CODESRIA Bulletin, Nos 1 & 2, 2010

Editorial
Africa at 50: Looking to the Future

As many West and Central African countries are celebrating fifty years of independence this year, CODESRIA and the Kwame Nkrumah Chair in African Studies of the University of Ghana, Legon, organised an international symposium to reflect on dreams and realities of African independence. Highlights of the symposium will be published in the next issue of CODESRIA Bulletin. In this issue, we publish sweet memories of one of Africa’s most illustrious sons – Kwame Nkrumah of Ghana – through the inaugural lecture of Prof. Kofi Anyidoho, a member of CODESRIA Executive Committee, which he gave at his installation as the first occupant of the Kwame Nkrumah Chair in African Studies at the University of Ghana, Legon, in March this year. On behalf of the entire African research and academic community, CODESRIA congratulates Prof. Anyidoho on this well-deserved appointment and wishes him a very successful tenure in the advancement of scholarship in Africa and beyond.

The Kwame Nkrumah Chair in African Studies was established at the University of Ghana, Legon, two years after the Mwalimu Julius Nyerere Chair in Pan African Studies was established at the University of Dar es Salaam, Tanzania, with Professor Issa Shivji as the first occupant. Hopefully, we will soon witness the birth of other chairs in pan-African studies named after great women and men of Africa and the African Diaspora such as Ruth First, Cheikh Anta Diop, Gamal Abdel Nasser, Amilcar Cabral, Tajudeen Abdul Raheem, W.E.B. Du Bois, and Marcus Garvey. Such Chairs can help both in making the works of great pan Africanists known to the younger generations of Africans, and to also initiate critical reflections on the challenges facing our continent and its peoples in the 21st century.
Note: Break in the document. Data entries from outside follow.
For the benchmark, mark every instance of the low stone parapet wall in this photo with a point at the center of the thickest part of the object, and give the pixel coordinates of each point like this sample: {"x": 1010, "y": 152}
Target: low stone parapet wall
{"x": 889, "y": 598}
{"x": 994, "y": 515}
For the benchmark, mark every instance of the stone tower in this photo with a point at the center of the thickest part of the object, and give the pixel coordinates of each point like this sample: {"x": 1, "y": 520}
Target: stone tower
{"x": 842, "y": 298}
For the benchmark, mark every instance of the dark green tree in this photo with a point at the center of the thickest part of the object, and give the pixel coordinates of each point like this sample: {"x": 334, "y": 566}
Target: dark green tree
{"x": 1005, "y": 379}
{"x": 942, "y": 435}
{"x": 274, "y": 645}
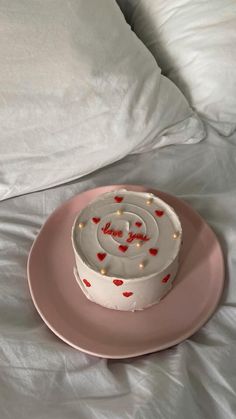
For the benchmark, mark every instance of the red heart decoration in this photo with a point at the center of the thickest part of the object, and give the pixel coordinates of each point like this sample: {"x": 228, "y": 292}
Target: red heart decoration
{"x": 159, "y": 213}
{"x": 127, "y": 294}
{"x": 86, "y": 283}
{"x": 118, "y": 198}
{"x": 166, "y": 278}
{"x": 153, "y": 252}
{"x": 123, "y": 248}
{"x": 101, "y": 256}
{"x": 117, "y": 282}
{"x": 96, "y": 220}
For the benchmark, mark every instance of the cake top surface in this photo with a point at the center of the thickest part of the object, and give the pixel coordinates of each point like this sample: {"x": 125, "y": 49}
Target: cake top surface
{"x": 127, "y": 234}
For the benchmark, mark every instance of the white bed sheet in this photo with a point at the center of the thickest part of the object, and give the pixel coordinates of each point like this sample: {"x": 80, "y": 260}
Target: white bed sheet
{"x": 43, "y": 378}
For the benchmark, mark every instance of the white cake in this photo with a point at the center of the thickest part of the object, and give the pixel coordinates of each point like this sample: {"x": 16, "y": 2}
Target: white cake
{"x": 126, "y": 247}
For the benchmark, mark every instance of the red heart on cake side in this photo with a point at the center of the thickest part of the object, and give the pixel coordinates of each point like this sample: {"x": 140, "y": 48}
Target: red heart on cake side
{"x": 118, "y": 198}
{"x": 153, "y": 251}
{"x": 86, "y": 283}
{"x": 159, "y": 213}
{"x": 123, "y": 248}
{"x": 118, "y": 282}
{"x": 166, "y": 278}
{"x": 101, "y": 256}
{"x": 127, "y": 294}
{"x": 96, "y": 220}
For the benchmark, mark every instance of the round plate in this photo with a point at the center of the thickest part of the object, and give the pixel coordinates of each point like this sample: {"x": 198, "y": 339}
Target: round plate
{"x": 115, "y": 334}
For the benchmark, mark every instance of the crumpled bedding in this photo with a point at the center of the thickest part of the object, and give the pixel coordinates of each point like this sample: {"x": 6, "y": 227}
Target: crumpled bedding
{"x": 41, "y": 377}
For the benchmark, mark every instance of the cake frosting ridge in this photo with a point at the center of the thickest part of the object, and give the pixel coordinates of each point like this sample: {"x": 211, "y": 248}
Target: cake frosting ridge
{"x": 126, "y": 247}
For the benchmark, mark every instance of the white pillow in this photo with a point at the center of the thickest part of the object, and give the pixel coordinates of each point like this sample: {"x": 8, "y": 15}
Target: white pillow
{"x": 194, "y": 42}
{"x": 78, "y": 90}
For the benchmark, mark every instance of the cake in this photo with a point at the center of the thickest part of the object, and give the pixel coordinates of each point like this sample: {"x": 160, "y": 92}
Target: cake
{"x": 126, "y": 246}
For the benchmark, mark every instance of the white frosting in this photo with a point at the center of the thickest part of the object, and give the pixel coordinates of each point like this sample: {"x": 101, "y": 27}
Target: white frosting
{"x": 107, "y": 241}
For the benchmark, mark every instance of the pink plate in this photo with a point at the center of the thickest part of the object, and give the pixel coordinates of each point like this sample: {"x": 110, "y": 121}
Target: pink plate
{"x": 114, "y": 334}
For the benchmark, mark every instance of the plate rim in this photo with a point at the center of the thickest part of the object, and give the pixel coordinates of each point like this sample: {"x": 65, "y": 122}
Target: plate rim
{"x": 154, "y": 348}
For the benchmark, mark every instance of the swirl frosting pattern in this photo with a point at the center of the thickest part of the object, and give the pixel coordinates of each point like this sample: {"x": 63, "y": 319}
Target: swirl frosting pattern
{"x": 125, "y": 237}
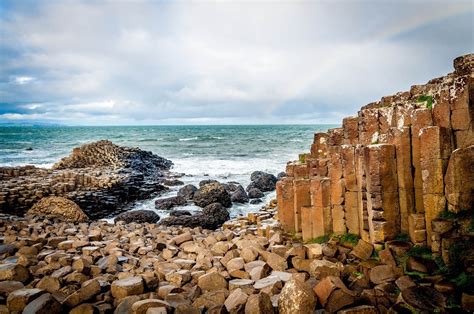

Professor Anyidoho’s interesting lecture takes us through the academic, philosophical, political and physical influences that clearly mark Nkrumah out as a pan-Africanist of distinction. Nkrumah’s erudity, clarity of vision, courage, revolutionary spirit, and some of his successes and many other issues, are chronicled in the lecture. Kwame Nkrumah’s story is that of an extraordinary symbiosis between visionary leadership and the will of the people as well as that of an individual and a nation inextricably woven together. The lecture, spiced with dramatic excerpts and anecdotes, posits that Nkrumah ended up being a controversial figure because ‘he was too far ahead of his time’, which made it difficult for his contemporaries to fully understand him. There is therefore a need to re-visit Nkrumah’s legacy, as we reconceptualise and work towards the free, united, respectable and respected, economically developed and democratic Africa that he envisioned.